В правление Елизаветы старый дворец снова познал радость и веселье, знакомые ему по юным годам отца королевы. Он стал пристанищем веселого двора, ареной кутежей и балов. В мае королева со своими придворными выезжала из дворца, и вся кавалькада совершала поездку к живым изгородям Льюишэма. В эти утренние часы в рощах и на лугах раздавался звонкий смех. В Гринвиче осталось множество следов пребывания Елизаветы. Куда менее, чем отчет Пауля Хентцнера, известен документ, составленный другим немцем, Лупольдом фон Веделем из Кремцова, приехавшим в Англию в 1585 году. Заслуживает особого внимания написание упомянутых им лондонских названий: Уайтхолл превратился в «Вейтхол», Хэмптон-Корт стал «Хемпенкортом». И неудивительно, что он отправился вниз по Темзе с целью встретиться с королевой в «Грюневице».

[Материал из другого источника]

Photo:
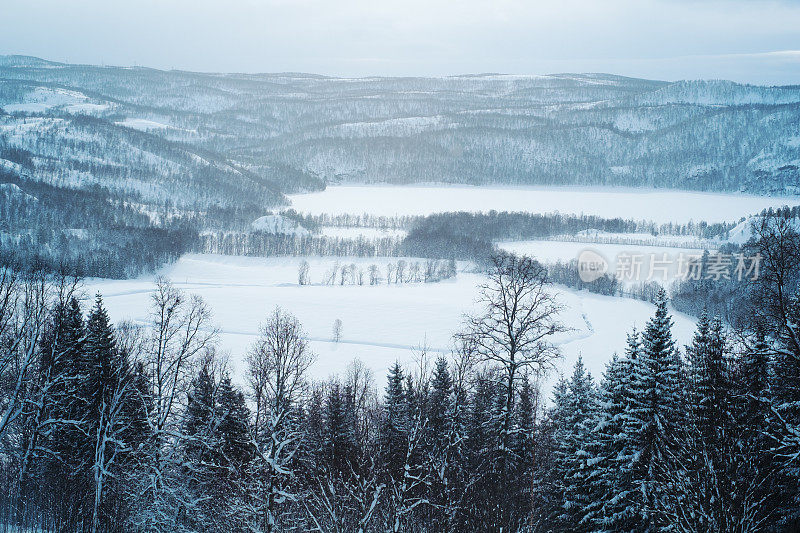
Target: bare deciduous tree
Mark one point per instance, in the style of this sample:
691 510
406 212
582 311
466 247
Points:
302 273
277 364
516 328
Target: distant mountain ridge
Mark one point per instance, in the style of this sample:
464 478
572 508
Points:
292 132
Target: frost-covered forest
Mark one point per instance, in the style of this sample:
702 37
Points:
120 170
338 351
139 427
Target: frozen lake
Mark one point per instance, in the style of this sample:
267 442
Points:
639 204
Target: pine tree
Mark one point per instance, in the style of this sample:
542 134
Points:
572 455
655 396
394 426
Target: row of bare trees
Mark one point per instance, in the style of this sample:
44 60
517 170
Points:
430 271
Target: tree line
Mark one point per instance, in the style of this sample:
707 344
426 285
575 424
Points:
140 428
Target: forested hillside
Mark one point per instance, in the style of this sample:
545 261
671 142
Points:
118 170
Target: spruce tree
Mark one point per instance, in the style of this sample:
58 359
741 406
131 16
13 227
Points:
655 409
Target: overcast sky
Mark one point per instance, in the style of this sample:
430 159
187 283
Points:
754 41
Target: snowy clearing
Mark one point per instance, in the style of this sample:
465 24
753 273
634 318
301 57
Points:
381 324
143 124
554 251
640 204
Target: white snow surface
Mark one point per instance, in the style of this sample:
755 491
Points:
142 124
381 324
554 251
640 204
278 224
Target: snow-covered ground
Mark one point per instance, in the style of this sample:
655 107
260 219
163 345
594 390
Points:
664 260
639 204
380 324
143 124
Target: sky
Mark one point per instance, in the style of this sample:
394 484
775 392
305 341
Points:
753 41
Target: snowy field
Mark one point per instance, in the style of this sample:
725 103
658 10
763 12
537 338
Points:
381 324
639 204
656 257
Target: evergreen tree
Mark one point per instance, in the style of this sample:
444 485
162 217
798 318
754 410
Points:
394 427
572 455
655 408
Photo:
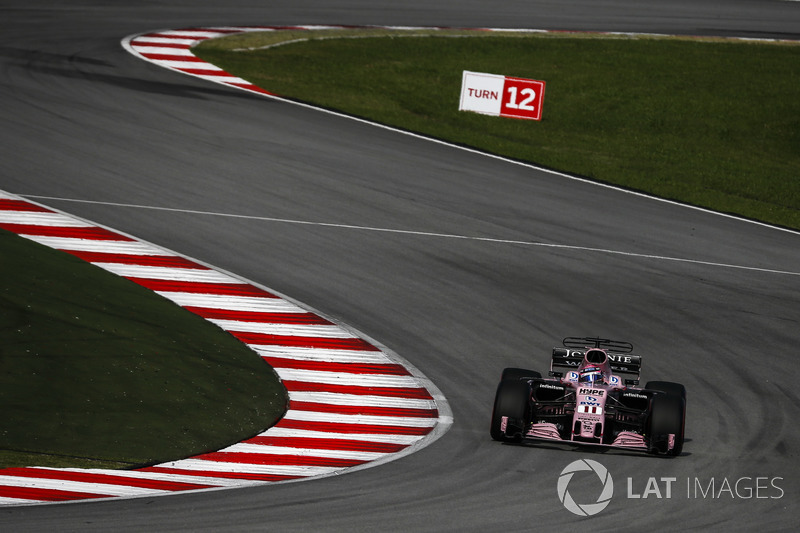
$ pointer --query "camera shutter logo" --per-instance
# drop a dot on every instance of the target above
(587, 509)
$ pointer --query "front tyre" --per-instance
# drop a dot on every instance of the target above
(512, 401)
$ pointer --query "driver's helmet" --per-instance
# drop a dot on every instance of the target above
(590, 374)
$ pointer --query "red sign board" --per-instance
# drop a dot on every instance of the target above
(492, 94)
(522, 98)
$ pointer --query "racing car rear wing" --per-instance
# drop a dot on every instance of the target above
(621, 363)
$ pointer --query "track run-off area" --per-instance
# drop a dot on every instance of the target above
(352, 403)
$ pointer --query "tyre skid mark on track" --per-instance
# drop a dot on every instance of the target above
(352, 403)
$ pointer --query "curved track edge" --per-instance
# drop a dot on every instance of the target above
(354, 403)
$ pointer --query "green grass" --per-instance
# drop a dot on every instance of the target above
(96, 371)
(712, 123)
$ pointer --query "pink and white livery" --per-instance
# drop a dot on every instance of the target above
(586, 402)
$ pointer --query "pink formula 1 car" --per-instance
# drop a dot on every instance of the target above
(586, 402)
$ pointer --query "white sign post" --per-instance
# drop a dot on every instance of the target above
(492, 94)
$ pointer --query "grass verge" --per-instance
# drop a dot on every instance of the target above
(96, 371)
(708, 122)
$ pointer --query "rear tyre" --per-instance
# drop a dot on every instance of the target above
(512, 400)
(667, 416)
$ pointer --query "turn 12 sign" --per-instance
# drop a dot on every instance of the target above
(496, 95)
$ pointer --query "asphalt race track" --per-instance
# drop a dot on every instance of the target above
(488, 265)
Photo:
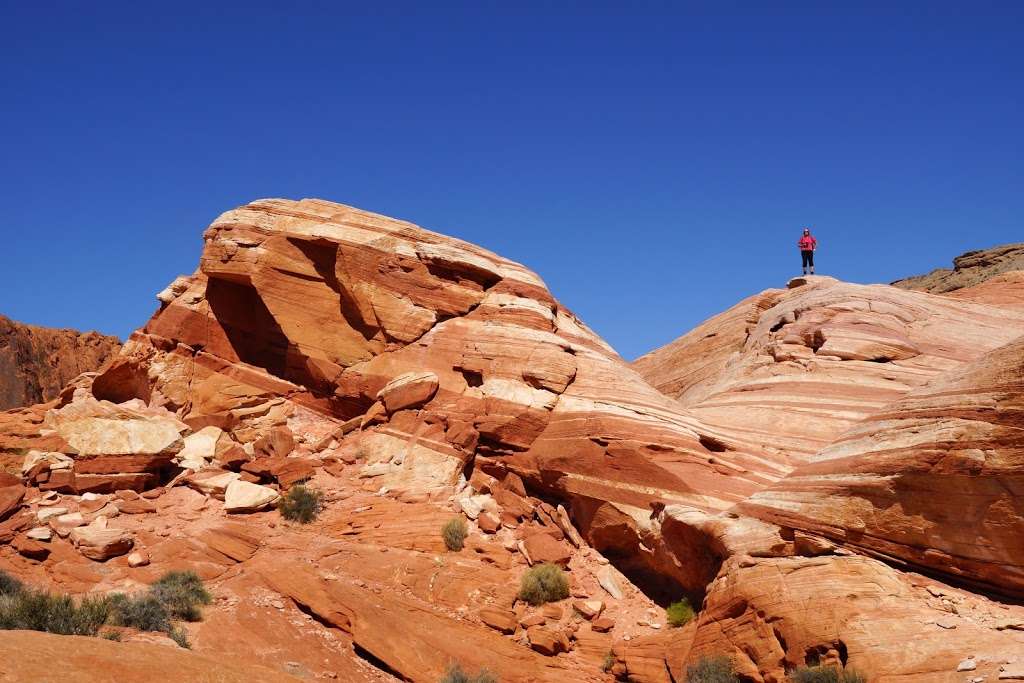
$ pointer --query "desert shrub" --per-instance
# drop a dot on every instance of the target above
(178, 635)
(9, 585)
(181, 593)
(679, 612)
(455, 532)
(144, 612)
(456, 674)
(544, 583)
(39, 610)
(717, 669)
(825, 674)
(301, 504)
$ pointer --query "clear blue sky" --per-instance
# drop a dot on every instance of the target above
(652, 162)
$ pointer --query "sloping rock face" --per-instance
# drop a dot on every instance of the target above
(935, 479)
(413, 379)
(788, 371)
(334, 307)
(970, 269)
(36, 363)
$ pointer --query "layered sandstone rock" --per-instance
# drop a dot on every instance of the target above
(935, 479)
(439, 350)
(790, 370)
(412, 378)
(36, 363)
(969, 269)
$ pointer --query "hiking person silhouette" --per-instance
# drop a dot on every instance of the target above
(807, 245)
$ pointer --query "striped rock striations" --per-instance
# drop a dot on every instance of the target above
(970, 269)
(935, 479)
(787, 371)
(800, 454)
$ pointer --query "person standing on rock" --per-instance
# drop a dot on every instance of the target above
(807, 246)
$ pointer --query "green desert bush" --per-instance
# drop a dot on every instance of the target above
(717, 669)
(825, 674)
(175, 595)
(142, 611)
(455, 532)
(181, 593)
(456, 674)
(301, 504)
(38, 610)
(544, 583)
(679, 612)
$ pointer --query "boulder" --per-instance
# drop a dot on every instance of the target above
(139, 506)
(139, 558)
(32, 549)
(589, 609)
(606, 579)
(10, 499)
(212, 483)
(487, 522)
(409, 390)
(500, 620)
(100, 543)
(200, 449)
(542, 548)
(244, 497)
(547, 641)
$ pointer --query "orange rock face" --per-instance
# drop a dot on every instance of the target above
(36, 363)
(790, 370)
(411, 379)
(935, 479)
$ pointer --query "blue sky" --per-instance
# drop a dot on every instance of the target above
(652, 162)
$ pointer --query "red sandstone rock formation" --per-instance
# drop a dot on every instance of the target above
(970, 269)
(788, 371)
(413, 378)
(36, 363)
(935, 479)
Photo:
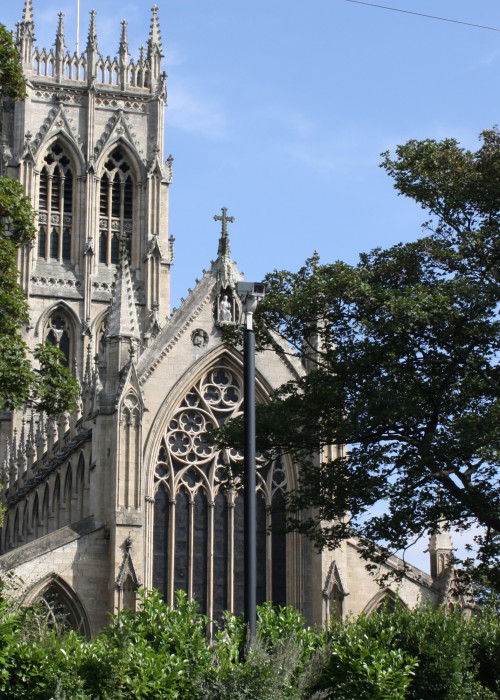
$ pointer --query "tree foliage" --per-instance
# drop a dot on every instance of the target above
(50, 386)
(12, 83)
(403, 357)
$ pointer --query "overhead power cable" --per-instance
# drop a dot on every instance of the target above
(420, 14)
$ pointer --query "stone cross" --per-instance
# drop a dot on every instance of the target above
(224, 218)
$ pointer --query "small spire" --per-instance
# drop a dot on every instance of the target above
(87, 377)
(440, 550)
(31, 432)
(223, 267)
(122, 319)
(154, 34)
(28, 11)
(26, 35)
(60, 43)
(224, 250)
(92, 36)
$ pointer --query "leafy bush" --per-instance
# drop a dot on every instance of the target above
(283, 662)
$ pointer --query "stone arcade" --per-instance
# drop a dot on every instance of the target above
(126, 492)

В то время Елизавете было пятьдесят два года. Ведель ожидал ее возвращения из церкви в дворцовой столовой.
Королева вошла, облаченная «в черный бархат, богато украшенный серебряным шитьем и жемчугом. Поверх платья на ней была серебристая шаль, которая сплошь состояла из ячеек и была прозрачной, словно кусок газовой ткани… Пока она была в церкви, в уже описанном мною помещении, под балдахином из золотой ткани, подготовили длинный стол. Когда она вернулась из церкви, на этот стол поставили сорок больших серебряных блюд с различными сортами мяса. Каждое блюдо было сделано из золоченого серебра. Она в полном одиночестве заняла место за этим столом… После того как королева села, в конце помещения, подле двери, был установлен другой стол и пять графинь заняли места за этим столом. Одетый в черное молодой дворянин принялся разрезать на куски предназначенное для королевы мясо, а такого же возраста дворянин в зеленом подносил ей напитки. Он должен был стоять на коленях, пока она пила. Как только кубок пустел, кравчий поднимался с колен и убирал посуду. У стола, справа от королевы, стояли дворяне высокого звания, как, например, милорд Говер (лорд Говард Эффингемский. — Г. М.). Его именуют управляющим двором, но в Германии его звание соответствует званию гофмейстера. Далее находился главный конюший, милорд Лестер. Говорят, у него в течение долгого времени была любовная интрига с королевой. Сейчас он женат».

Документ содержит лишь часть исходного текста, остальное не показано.